We all know that in many industries decision-making has become increasingly data-driven over the last few decades. In this time, we’ve also seen a massive increase in the amount of data available to help inform these decisions. Visuals for decision-making are most powerful when they provide the all of the most relevant data in a format that is as simple as possible. KPI scorecards are often a good option for this goal. They typically provide a structure that allows for a high density of critical information, while keeping the visualizations themselves streamlined, predictable, and intuitive.
Data discovery is the use of visualizations to aid in data analysis. It has become increasingly clear over the last decade that visuals are not simply for the purpose of displaying information to others, but for better understanding the data that you have gathered. Discovery-focused visuals should be dynamic, interlocking, and allow the analyst who will be using the visual to quickly move from insight to insight to get to answers and solutions. When designing for discovery, focus on maximizing ease of transition between complementary visualizations, and provide a streamlined user-experience for interactive options as much as possible.
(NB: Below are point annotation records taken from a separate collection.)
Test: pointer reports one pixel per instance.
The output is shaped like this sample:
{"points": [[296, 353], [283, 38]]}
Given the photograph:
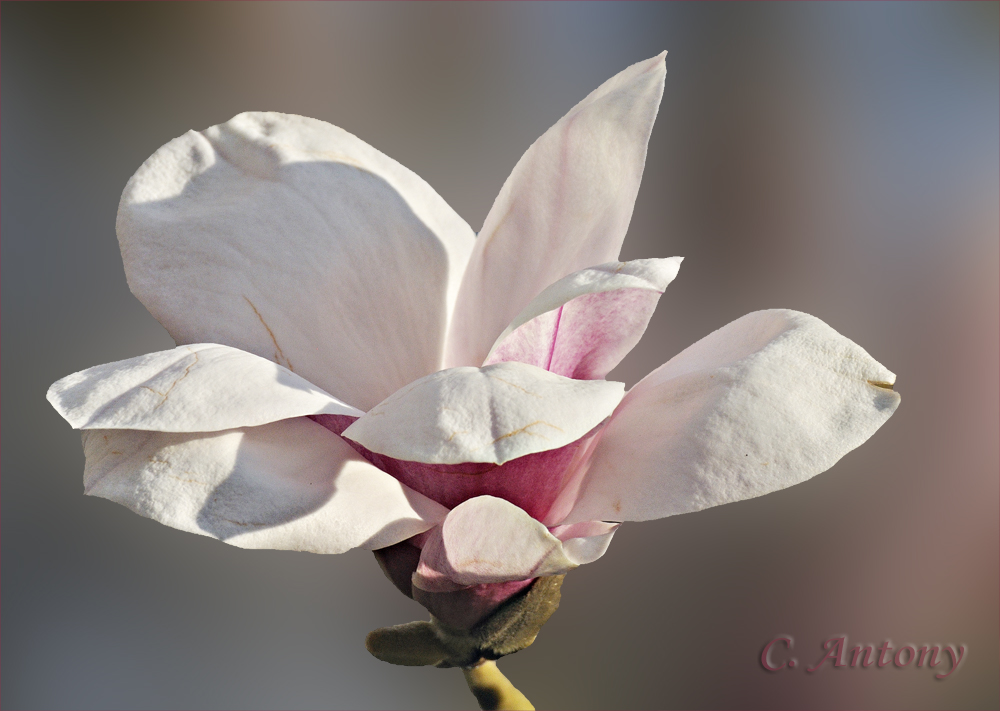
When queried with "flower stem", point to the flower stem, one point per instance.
{"points": [[492, 690]]}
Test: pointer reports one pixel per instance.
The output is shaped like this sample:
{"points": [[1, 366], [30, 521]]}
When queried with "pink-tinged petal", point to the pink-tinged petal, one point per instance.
{"points": [[766, 402], [292, 239], [460, 609], [199, 388], [566, 206], [489, 540], [487, 415], [584, 324], [532, 482], [289, 485]]}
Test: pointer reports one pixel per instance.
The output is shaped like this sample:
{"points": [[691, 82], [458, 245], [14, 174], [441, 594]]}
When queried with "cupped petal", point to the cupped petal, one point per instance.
{"points": [[532, 482], [288, 485], [566, 206], [292, 239], [198, 388], [485, 415], [584, 324], [765, 402], [487, 540]]}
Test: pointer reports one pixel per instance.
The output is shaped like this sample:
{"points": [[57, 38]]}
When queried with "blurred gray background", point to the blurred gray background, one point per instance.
{"points": [[839, 159]]}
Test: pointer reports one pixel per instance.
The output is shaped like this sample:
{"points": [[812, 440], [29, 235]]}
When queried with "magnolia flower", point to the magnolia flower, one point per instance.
{"points": [[357, 368]]}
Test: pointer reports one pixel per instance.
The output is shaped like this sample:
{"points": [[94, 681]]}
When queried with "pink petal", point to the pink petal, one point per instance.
{"points": [[584, 324], [532, 482], [565, 206]]}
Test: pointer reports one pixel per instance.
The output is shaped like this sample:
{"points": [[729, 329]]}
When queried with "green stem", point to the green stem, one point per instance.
{"points": [[492, 690]]}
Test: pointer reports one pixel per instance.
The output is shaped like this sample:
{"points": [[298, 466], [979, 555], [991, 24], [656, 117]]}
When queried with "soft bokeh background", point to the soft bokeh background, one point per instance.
{"points": [[838, 159]]}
Visuals for storytelling are critical for conveying insights that are based on complex analytics to those who are less quantitatively inclined, have less exposure to data, or simply are more interested in the big picture than the minutia of a particular data set or project. Used correctly, graphs and charts can bring your data to life, and add critical drama to the story you are trying to tell. Visuals for drama are also often the most difficult to make well. As Tufte and others stress in their work, when designing for storytelling, graphs should maximize the data displayed and minimize non-data (Tufte calls this the data-ink ratio). While it can often be tempting to add aesthetic bells and whistles to our visuals, these almost always have the effect of diminishing the story being told by the data. Remember: visually, less is more.
While there are many other topics to consider when designing data visuals, taking into consideration these “three Ds” can provide the initial guidance necessary for presenting data in a way that is effective, aesthetically-pleasing, and clear.